Users in the United States should (unless there is reason to do otherwise) use HTDP as the transformation from WGS84 to NAD83 and should use an epoch date of 2010 as this is the current official epoch of NAD83(2011).

 

[Sean Joyce]

Will do.
How will this affect all of the work that I have done in the past on this job and other jobs as I had no knowlegde in the past that this needed to be done?

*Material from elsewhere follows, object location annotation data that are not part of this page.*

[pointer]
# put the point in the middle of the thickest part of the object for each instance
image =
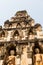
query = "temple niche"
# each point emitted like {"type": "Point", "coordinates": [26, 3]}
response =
{"type": "Point", "coordinates": [21, 41]}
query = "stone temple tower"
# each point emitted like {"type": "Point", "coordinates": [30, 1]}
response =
{"type": "Point", "coordinates": [25, 35]}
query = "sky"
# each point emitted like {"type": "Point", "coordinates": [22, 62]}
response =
{"type": "Point", "coordinates": [8, 8]}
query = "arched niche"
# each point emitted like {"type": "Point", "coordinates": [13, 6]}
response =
{"type": "Point", "coordinates": [16, 35]}
{"type": "Point", "coordinates": [18, 25]}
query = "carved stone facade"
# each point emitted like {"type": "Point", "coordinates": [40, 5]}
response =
{"type": "Point", "coordinates": [26, 36]}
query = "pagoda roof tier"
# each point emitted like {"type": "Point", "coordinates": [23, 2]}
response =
{"type": "Point", "coordinates": [16, 28]}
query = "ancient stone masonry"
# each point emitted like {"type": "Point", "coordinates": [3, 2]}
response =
{"type": "Point", "coordinates": [22, 34]}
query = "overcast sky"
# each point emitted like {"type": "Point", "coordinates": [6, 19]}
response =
{"type": "Point", "coordinates": [9, 7]}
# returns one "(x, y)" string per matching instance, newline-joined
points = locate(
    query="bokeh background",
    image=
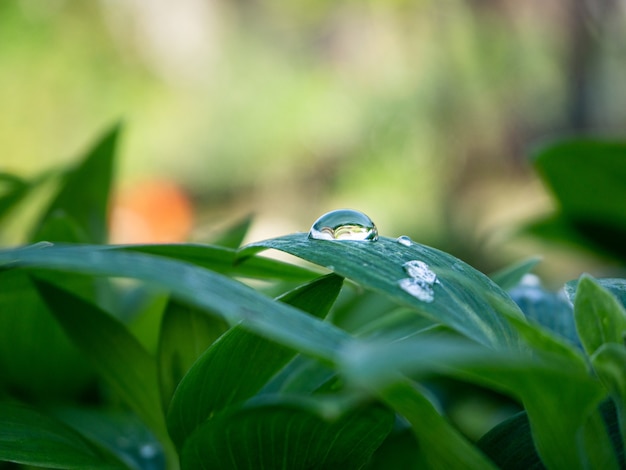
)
(420, 113)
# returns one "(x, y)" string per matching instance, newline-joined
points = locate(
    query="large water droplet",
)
(417, 288)
(344, 224)
(419, 270)
(404, 240)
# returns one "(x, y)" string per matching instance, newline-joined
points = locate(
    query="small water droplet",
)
(344, 224)
(404, 240)
(43, 244)
(419, 270)
(417, 288)
(148, 451)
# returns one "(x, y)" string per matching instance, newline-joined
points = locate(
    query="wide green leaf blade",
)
(286, 435)
(84, 195)
(120, 432)
(185, 333)
(510, 276)
(558, 395)
(600, 318)
(30, 437)
(233, 300)
(609, 363)
(224, 260)
(462, 296)
(439, 444)
(117, 355)
(237, 365)
(587, 178)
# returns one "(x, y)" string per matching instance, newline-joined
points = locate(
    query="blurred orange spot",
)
(151, 211)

We still need the question answered as to the effect on work we have done. I am currently setting the epoch manually but before I and I think many of us just set the Geoid with the current epoch and surveyed. What happens when we revisit a job?

 

[Adam]

You can test this with the LS Sean, just go change the coordinate system epoch date and look at coordinates. I looked and compared at my house it's not much.

 

[Sean Joyce]

thanks Adam
actually I have done changed the epoch and gone back to a job and noticed no real difference but I will look at the list like you said.

 

[Joe Paulin]

Thanks for the explanation - this helps me. Again, so that I understand correctly, the HDTP setting and Epoch date setting will be defaulted to HDTP and 2010.0 in the next software release? This isn't something that end users would want to set each time (even though I enjoy learning about this!)

 

[Joe Paulin]

Phew, I'm glad I work in boring ol Ohio...not much movement in the last six years!

 

[Joe Paulin]

So just changing the epoch date from 2016.5871 to 2010.0 results in a change of one of my coordinates (Stark County for the Ohioans here) as follows (rounding to the nearest hundredth):
N:+0.02'
E:-0.04'
Elev:+0.02'

It's not huge, but enough that I want it to be right from here on out.
What that means for me is paying attention to the epoch date from here on out. The good thing is with how J-Field handles things, I can always open up old jobs, check the epoch date, change if necessary and re-export if needed.

 

[Matt Johnson]

Thanks for the explanation - this helps me. Again, so that I understand correctly, the HDTP setting and Epoch date setting will be defaulted to HDTP and 2010.0 in the next software release? This isn't something that end users would want to set each time (even though I enjoy learning about this!)

Yes these will be the defaults. The same state plane coordinate system can be used for many projects so it only needs to be setup once.